Un renseignement? le voici: c’est Dieu qui vient nous aimer.
C’est l’heure de se mettre à table? Allons-y: c’est Dieu qui vient nous aimer.»
(Madeleine Delbrêl, Joie de croire, p. 93)
Mais pour Madeleine, l’amour du prochain n’est pas un moyen pour aimer Dieu.
Il est un état d’amour vrai dans lequel l’amour de Dieu nous met.
Si tu n’aimes pas ton frère, ta soeur, c’est que tu n’aimes pas Dieu.
Ne prétends pas aimer Dieu sans aimer ton prochain:
ou alors tu te trompes toi-même.
Nous sommes réellement destinés, appelés à hériter de la vie divine.

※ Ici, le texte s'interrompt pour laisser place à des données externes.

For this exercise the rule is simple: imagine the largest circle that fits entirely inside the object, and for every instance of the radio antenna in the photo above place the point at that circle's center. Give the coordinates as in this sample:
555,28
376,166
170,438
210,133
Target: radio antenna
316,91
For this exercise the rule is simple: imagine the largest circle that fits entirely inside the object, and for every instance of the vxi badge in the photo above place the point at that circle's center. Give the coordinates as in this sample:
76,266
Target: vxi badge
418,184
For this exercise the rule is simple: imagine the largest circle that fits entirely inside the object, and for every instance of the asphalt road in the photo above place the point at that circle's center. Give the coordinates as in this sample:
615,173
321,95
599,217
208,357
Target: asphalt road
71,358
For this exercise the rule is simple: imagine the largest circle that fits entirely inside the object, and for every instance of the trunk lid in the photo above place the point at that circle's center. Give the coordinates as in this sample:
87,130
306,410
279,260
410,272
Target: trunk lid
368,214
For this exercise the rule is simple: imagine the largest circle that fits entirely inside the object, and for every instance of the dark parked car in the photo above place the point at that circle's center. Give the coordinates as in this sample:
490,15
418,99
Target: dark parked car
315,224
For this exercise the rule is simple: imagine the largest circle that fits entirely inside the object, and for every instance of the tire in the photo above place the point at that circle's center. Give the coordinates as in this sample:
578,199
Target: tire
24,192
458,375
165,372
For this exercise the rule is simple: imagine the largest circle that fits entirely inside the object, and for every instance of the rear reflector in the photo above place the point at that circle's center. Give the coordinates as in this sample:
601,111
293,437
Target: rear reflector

Notre coeur humain ne vibrera de toute sa capacité que
s’il vibre de l’amour divin, l’amour éternel de Dieu.
Et cela, dès maintenant, sur cette terre… dans le quotidien de la vie.
Une seule nourriture est nécessaire.
Celle du Pain de vie.
Pour cela il faut que, dans notre vie, Dieu soit toujours premier servi
dans nos frères et soeurs, et prioritairement dans les plus démunis.
Jésus, je m’assois à tes pieds pour mieux apprendre,
pour boire ta parole
et l’Esprit d’amour qui en est le ciment perpétuel.
Fais couler en moi cette source d’eau vive
pour que j’aille à mon tour
vers mes frères et soeurs assoiffés,
leur transmettre ta paix et ton espérance,
dans la discrétion et le respect d’un amour
toujours plus humble. Amen!
Georges Convert
»»» Questions
1. La place du texte dans le récit de Luc peut-elle orienter notre compréhension de cet épisode?
2. Que signifie: «être assis aux pieds du Maître»?
3. De quel type de repas s’agit-il dans ce récit?
4. Quel est l’Unique nécessaire dont parle Jésus?
5. Comment se nourrir au quotidien de la Parole de Dieu, de Jésus?
Quelle priorité je donne à la Parole?
6. Comment la priorité à la Parole doit-elle alimenter notre service de nos prochains?
7. Nos assemblées chrétiennes sont-elles véritablement des lieux du partage de la parole?
8. La nouveauté de Jésus qui a eu des disciples féminins
(à la différence des autres rabbis qui n’enseignaient qu’à des hommes)
ne doit-elle pas nous ouvrir à d’autres nouveautés possibles dans notre Église?